The Standard & Poor's 500 index enjoyed a late-afternoon rally on Friday and is up about 25 per cent from its 2003 low hit on March 11. But the broad market measure has been traveling sideways in the past month.
Much of corporate America has posted quarterly profits that topped analysts' expectations, but Wall Street has been betting on a solid earnings performance for months now.
"Part of the run-up from March was in anticipation of better earnings reports - and that has happened," said Paul Cherney, chief market analyst of Standard & Poor's. "Right now the market is in a sideways consolidation mode."
Earnings reports will keep flooding Wall Street this week, but many investors are now turning their sights to the economy. A slew of key data on the job market, consumer confidence, manufacturing activity and gross domestic product will help investors decide just whether the market's monster rally was justified.
Better-than-expected results from corporate America in the second-quarter reporting period so far have helped support stocks, but they have not proved strong enough to budge the market much higher over the past few weeks.

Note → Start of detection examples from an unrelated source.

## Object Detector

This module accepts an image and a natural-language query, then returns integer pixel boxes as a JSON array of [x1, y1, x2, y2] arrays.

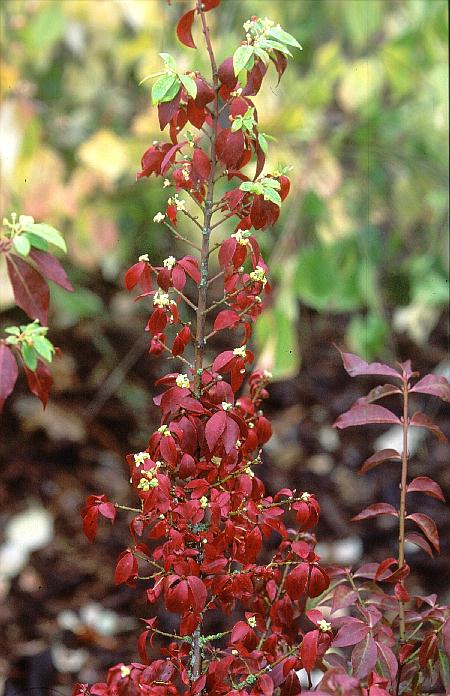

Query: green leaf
[[21, 343, 37, 370], [159, 53, 177, 72], [33, 336, 55, 362], [152, 73, 180, 106], [23, 232, 48, 251], [180, 75, 197, 99], [233, 44, 255, 76], [13, 235, 31, 256], [258, 133, 269, 155], [263, 188, 281, 206], [23, 222, 67, 252], [268, 25, 302, 50]]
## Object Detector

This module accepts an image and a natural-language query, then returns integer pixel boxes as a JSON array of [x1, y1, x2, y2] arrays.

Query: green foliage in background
[[0, 0, 448, 376]]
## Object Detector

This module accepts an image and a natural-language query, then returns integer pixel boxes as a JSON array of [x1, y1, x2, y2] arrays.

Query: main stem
[[398, 381, 409, 643], [191, 0, 219, 681]]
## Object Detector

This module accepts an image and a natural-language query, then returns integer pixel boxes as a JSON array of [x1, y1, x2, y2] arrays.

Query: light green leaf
[[13, 235, 31, 256], [233, 44, 255, 76], [263, 188, 281, 206], [22, 232, 48, 251], [21, 343, 37, 370], [159, 53, 177, 72], [152, 73, 180, 106], [258, 133, 269, 155], [33, 336, 55, 362], [180, 75, 197, 99], [20, 222, 67, 252], [268, 25, 302, 50]]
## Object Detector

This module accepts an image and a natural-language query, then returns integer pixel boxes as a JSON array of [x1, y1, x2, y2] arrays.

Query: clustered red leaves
[[74, 0, 449, 696]]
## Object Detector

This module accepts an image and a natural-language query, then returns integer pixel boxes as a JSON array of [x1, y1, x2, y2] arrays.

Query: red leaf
[[352, 633, 377, 679], [114, 551, 135, 585], [409, 412, 447, 444], [214, 309, 241, 331], [352, 503, 398, 522], [98, 503, 117, 522], [358, 449, 401, 474], [300, 629, 319, 672], [333, 404, 400, 429], [178, 256, 200, 283], [406, 476, 445, 503], [177, 10, 196, 48], [0, 343, 19, 412], [30, 249, 73, 292], [205, 411, 227, 452], [83, 506, 98, 541], [332, 619, 369, 648], [419, 633, 438, 669], [377, 643, 398, 682], [186, 575, 208, 613], [338, 348, 401, 379], [6, 255, 50, 326], [409, 375, 450, 401], [192, 147, 211, 179], [24, 360, 53, 408], [406, 512, 439, 553], [405, 532, 433, 558]]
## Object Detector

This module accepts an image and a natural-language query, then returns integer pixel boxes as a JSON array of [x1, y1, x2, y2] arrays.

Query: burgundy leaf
[[300, 629, 319, 672], [214, 309, 241, 331], [338, 348, 401, 379], [205, 411, 227, 452], [405, 532, 433, 558], [177, 10, 196, 48], [24, 360, 53, 408], [114, 551, 135, 585], [352, 633, 377, 679], [409, 375, 450, 401], [332, 619, 370, 648], [352, 503, 398, 522], [6, 255, 50, 326], [377, 642, 398, 682], [406, 512, 439, 553], [30, 249, 73, 292], [333, 404, 400, 429], [406, 476, 445, 503], [0, 343, 19, 413], [356, 384, 402, 404], [409, 412, 447, 444], [358, 449, 401, 474]]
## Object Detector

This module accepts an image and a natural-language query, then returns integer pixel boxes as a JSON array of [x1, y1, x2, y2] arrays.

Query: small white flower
[[133, 452, 150, 466], [175, 375, 190, 389], [231, 230, 249, 246], [158, 425, 172, 437], [233, 346, 247, 358], [250, 266, 267, 286], [153, 290, 170, 309], [163, 256, 177, 271]]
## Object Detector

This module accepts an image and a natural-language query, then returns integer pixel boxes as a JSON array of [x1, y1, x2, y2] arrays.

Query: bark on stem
[[191, 0, 219, 681], [398, 380, 409, 643]]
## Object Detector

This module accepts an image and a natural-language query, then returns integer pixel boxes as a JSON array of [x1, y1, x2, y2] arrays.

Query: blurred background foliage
[[0, 0, 448, 380]]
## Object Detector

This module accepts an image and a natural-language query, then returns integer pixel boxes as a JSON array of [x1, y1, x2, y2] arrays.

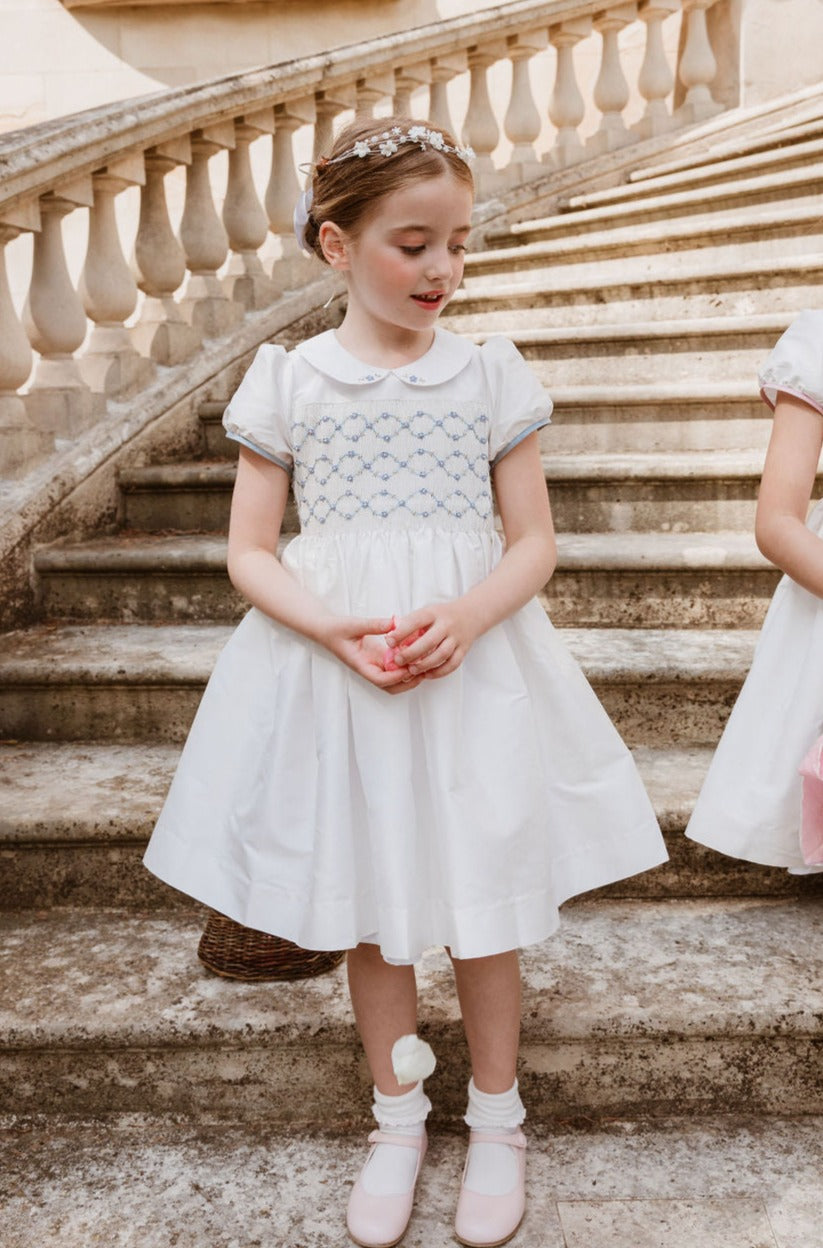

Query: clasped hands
[[326, 599, 478, 694]]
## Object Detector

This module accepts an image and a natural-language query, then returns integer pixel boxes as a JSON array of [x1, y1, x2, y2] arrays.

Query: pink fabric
[[799, 736, 823, 866]]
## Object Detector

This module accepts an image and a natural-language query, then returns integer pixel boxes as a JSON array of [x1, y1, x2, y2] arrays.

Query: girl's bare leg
[[452, 950, 521, 1092], [347, 945, 417, 1096]]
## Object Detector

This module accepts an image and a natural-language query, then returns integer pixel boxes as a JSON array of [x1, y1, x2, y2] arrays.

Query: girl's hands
[[386, 598, 482, 680], [318, 615, 423, 694]]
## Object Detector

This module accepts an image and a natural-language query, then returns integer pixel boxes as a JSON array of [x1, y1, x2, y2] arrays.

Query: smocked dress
[[686, 312, 823, 874], [145, 329, 666, 962]]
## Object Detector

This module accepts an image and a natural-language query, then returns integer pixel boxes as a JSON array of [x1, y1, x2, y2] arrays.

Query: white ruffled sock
[[463, 1078, 526, 1196], [361, 1080, 432, 1196]]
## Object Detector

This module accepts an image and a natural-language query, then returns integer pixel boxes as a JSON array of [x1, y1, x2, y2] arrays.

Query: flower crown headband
[[293, 126, 475, 256]]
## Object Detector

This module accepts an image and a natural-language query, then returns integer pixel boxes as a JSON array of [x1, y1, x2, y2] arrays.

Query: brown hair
[[303, 116, 475, 263]]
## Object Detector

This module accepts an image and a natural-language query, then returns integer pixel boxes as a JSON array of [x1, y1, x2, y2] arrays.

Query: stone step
[[35, 534, 247, 624], [200, 379, 772, 459], [32, 519, 778, 628], [0, 1113, 823, 1248], [443, 253, 823, 331], [541, 377, 772, 456], [542, 532, 781, 631], [46, 444, 784, 556], [510, 326, 793, 392], [547, 160, 823, 237], [465, 203, 819, 285], [0, 899, 823, 1124], [0, 624, 757, 745], [561, 132, 823, 211], [628, 104, 823, 182], [0, 741, 823, 911]]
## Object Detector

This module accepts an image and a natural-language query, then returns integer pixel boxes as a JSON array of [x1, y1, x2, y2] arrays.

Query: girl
[[146, 117, 666, 1246], [686, 312, 823, 872]]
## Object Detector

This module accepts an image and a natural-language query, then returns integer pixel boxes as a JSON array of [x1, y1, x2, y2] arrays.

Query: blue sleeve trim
[[226, 429, 293, 477], [491, 416, 552, 468]]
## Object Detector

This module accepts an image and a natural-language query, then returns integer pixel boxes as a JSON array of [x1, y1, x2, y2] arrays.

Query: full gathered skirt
[[145, 529, 666, 962], [687, 503, 823, 872]]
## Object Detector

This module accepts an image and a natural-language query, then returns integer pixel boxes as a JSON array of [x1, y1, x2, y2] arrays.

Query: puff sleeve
[[757, 311, 823, 414], [480, 336, 552, 468], [222, 343, 293, 473]]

Corporate scorecards will continue to rain down on Wall Street, including results from American Express Co., BMC Software Inc., Sprint Corp., Xerox Corp., McDonald's Corp., Tyco International Ltd., Verizon Communications, The Walt Disney Co., Exxon Mobil Corp., Halliburton Co. and Procter & Gamble Co.
Almost 65 per cent of the S&P 500 companies have posted quarterly earnings, according to Thomson First Call. Roughly 66 per cent of the companies have beaten Wall Street estimates, 22 per cent have met expectations and just 12 per cent have missed forecasts, the research firm said.
"The big question that faces investors and market participants is: 'What is left to inspire the buying, real buying, persistent buying?'" Mr Cherney said. "Unfortunately, I come up with a big question mark on that question, because we are coming into summer vacation when many desks are going to be empty."
Wall Street will also be hit with a wave of economic data. But analysts say that investors may not be too surprised on the upside after a sharp rise in optimism over past weeks.
Key economic reports include consumer confidence surveys, July non-farm payrolls, the Chicago Purchasing Management Index, a read on gross domestic product and the Institute for Supply Management's report on manufacturing.
Gross domestic product is estimated to have grown in the second quarter at an annual rate of 1.5 per cent, above a previous reading of 1.4 per cent. The GDP report is on Thursday's calendar. The Chicago Purchasing Management Index, also expected on Thursday, is forecast at 54.0 in July, up from 52.5 in June.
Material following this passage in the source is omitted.